Mesela, insanı, insanın yurdu yapacak bir şehirleşme yeniden
başlatılabilir. Çünkü tüketim ekonomisinin lokomotifi kentleşmedir
ve günümüzde şehirlerin dünyanın yeni markaları olması, yalnızlığın
artmasının da bir göstergesidir.
Tüketim ekonomisi, insanları takibine almak için, daha kentli ve
daha konforlu tercihler sunsa da bireyselleştirerek yalnızlığa
itmektedir. Dünyada son altmış yılda kentlerin hızla büyümesi,
ülkelerin büyük kentleriyle algılanması bu süreci tetiklemiştir.

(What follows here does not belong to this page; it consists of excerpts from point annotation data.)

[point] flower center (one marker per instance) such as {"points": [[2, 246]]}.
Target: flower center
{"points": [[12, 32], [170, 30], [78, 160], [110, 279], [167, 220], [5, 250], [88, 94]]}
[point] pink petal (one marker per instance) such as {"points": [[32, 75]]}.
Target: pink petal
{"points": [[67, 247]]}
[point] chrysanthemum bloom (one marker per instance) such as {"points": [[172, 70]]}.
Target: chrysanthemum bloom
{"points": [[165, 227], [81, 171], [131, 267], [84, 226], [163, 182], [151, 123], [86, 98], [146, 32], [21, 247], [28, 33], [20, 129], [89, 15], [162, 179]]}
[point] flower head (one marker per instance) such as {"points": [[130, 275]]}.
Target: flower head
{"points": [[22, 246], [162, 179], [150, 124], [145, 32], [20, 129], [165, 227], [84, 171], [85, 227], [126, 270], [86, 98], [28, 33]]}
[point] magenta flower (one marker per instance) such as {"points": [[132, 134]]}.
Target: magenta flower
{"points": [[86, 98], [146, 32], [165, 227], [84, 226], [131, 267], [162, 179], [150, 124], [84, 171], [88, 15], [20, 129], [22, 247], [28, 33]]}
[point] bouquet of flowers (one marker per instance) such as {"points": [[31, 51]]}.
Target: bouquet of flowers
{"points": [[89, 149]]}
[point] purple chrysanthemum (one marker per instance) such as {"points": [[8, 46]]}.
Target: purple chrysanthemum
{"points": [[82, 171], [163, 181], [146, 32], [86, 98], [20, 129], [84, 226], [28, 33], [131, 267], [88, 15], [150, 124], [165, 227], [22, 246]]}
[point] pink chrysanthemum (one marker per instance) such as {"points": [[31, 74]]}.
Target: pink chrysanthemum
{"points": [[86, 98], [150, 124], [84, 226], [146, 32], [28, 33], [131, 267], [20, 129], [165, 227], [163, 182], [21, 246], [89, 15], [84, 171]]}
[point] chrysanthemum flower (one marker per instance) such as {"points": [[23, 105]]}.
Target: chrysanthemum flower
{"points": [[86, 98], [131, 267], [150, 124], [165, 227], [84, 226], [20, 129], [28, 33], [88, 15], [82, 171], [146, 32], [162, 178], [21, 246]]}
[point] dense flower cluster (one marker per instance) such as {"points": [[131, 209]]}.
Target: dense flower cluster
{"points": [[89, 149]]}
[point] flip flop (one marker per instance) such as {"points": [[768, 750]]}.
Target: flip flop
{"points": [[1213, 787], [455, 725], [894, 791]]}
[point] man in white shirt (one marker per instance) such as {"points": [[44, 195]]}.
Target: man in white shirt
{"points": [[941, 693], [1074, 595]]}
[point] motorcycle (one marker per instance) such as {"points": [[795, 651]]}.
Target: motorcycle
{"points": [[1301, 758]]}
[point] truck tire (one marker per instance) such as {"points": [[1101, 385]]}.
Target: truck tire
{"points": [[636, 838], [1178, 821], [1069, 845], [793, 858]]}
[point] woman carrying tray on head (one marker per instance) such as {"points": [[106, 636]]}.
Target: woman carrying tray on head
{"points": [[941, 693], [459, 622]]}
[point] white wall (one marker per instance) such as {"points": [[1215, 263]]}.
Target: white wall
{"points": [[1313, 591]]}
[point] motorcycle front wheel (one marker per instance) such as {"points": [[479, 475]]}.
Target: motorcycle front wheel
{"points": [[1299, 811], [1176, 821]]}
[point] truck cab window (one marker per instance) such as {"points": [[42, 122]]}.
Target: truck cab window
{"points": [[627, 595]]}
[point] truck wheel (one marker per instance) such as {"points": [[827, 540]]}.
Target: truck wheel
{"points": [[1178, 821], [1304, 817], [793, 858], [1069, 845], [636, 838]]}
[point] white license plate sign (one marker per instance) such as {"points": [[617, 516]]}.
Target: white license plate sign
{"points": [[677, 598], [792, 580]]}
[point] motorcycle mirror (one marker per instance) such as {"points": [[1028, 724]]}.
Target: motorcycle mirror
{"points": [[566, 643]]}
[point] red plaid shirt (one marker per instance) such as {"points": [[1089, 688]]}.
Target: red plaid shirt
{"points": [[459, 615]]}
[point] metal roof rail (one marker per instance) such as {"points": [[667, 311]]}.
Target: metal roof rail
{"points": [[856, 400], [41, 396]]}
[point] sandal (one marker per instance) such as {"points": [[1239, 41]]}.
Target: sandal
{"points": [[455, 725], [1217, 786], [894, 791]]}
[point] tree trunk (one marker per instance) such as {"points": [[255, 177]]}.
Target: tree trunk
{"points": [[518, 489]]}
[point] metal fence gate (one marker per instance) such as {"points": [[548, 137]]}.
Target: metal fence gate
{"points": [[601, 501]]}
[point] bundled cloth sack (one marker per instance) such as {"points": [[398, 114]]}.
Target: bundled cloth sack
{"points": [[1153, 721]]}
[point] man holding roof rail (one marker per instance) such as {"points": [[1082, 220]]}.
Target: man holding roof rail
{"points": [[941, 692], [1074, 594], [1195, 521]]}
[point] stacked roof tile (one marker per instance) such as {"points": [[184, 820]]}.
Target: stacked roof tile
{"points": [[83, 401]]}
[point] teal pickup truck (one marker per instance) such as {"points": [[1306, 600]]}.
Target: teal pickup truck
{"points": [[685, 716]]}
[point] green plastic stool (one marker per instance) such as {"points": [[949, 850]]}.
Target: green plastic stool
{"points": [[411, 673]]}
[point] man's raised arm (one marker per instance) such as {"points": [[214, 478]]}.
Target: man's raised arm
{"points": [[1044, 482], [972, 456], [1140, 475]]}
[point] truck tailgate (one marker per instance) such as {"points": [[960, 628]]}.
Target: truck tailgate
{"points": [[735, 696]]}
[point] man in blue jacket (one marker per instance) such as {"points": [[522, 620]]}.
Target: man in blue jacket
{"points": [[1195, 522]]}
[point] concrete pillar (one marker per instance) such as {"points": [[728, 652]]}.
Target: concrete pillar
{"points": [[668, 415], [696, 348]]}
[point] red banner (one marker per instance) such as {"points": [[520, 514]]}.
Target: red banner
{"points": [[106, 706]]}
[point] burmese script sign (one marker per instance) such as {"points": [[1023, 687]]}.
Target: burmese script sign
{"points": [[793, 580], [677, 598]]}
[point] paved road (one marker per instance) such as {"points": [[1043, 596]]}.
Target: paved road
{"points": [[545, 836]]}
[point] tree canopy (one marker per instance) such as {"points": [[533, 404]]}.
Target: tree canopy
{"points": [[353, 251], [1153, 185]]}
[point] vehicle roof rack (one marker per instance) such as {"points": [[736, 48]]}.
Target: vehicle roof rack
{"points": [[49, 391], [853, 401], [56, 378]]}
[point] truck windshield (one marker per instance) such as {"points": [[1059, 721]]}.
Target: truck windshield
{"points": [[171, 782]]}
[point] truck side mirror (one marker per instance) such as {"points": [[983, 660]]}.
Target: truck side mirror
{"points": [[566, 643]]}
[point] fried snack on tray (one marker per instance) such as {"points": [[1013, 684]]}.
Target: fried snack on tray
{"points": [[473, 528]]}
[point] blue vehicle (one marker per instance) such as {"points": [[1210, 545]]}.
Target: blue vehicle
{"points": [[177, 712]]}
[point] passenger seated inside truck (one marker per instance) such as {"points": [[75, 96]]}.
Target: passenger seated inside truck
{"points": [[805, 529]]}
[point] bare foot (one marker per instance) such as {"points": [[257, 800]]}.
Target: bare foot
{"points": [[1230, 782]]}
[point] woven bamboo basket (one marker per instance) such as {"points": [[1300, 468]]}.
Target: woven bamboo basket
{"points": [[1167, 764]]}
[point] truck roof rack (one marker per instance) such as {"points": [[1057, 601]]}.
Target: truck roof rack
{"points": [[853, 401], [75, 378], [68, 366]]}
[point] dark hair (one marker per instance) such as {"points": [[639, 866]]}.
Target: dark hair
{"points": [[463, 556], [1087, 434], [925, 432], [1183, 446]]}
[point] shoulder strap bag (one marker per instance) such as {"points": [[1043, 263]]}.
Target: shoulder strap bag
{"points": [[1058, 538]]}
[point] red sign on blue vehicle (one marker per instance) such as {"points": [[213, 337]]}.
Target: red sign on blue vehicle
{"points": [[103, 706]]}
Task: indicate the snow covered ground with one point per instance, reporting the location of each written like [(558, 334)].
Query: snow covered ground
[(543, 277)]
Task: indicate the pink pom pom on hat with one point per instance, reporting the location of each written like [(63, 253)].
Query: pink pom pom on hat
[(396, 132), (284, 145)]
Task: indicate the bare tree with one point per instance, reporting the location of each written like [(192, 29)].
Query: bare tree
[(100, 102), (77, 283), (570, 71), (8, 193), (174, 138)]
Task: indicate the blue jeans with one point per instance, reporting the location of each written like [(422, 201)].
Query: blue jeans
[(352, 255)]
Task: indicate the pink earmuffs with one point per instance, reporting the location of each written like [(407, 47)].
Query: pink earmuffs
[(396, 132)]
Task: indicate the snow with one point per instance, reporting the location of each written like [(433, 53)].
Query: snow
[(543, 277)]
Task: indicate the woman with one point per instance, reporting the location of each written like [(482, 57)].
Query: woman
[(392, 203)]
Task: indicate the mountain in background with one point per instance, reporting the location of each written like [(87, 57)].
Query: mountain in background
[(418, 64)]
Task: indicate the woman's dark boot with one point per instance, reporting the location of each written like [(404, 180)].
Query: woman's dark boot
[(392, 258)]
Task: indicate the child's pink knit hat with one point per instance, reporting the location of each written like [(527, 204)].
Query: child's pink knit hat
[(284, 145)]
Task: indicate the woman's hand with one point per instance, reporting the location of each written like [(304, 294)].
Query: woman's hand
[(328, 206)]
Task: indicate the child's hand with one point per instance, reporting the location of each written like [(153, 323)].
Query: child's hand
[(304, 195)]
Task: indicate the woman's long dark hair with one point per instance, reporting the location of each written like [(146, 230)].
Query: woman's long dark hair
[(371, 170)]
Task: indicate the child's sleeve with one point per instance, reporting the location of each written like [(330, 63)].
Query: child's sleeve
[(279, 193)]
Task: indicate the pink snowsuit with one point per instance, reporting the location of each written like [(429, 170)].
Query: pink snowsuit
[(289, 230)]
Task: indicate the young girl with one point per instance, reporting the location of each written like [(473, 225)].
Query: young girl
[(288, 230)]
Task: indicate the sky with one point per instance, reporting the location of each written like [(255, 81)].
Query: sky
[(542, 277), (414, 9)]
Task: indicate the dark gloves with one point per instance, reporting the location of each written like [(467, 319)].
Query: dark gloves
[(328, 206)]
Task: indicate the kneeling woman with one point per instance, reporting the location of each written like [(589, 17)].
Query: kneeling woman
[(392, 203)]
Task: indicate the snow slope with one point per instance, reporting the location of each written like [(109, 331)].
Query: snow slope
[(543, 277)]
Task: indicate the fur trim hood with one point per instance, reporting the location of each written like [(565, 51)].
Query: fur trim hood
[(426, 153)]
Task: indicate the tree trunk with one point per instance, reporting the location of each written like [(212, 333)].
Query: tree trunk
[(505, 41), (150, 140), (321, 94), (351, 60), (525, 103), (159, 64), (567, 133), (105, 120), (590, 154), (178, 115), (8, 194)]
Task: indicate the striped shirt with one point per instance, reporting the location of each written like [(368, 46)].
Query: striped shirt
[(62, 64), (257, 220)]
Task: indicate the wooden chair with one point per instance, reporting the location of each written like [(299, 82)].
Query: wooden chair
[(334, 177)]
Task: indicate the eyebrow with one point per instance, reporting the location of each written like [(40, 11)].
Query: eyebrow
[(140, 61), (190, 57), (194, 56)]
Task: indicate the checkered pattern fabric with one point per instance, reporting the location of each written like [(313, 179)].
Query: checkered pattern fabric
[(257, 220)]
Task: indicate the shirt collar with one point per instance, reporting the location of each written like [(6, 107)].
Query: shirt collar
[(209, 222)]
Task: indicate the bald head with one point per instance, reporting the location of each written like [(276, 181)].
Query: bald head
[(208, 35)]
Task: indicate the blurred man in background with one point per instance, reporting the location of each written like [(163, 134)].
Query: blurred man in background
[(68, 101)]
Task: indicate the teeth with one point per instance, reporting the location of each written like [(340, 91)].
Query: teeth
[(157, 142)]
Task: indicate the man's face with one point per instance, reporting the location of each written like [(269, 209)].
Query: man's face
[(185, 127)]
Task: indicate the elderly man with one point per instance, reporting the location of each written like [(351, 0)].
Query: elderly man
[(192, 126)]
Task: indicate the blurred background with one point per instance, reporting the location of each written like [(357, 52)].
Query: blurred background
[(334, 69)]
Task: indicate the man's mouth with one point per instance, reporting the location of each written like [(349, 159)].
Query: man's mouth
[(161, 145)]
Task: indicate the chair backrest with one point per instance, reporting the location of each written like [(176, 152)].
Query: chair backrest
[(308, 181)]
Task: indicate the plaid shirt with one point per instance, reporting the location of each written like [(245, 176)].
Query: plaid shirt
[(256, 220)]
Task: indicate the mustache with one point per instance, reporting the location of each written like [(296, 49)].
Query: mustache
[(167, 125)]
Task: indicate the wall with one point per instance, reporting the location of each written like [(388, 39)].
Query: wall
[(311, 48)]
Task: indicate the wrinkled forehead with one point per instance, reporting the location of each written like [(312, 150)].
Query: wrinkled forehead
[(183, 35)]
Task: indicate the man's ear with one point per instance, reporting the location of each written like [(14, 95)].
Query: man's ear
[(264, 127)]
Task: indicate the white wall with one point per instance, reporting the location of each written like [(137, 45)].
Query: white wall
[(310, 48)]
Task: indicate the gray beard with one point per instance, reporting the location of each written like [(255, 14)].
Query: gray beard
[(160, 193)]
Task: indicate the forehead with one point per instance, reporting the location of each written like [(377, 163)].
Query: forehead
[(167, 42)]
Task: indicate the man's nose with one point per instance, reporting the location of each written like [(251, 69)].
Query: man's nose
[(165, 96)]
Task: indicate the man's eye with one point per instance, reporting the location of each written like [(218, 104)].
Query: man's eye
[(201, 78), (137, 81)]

Ancak sadece tüketim ve konfor üzerinden insanların gelecek
beklentileri doğru tespit edilemiyor, ekonomide fayda dağılımı
genişletilemiyor. Bu noktada şehirlere rehberlik etmesi gereken
kurumlar, birbirini taklit ederek zaman ve imkân israfına neden
olmayı sonlandırmalı, yapıları değil insanı öncelemelidir.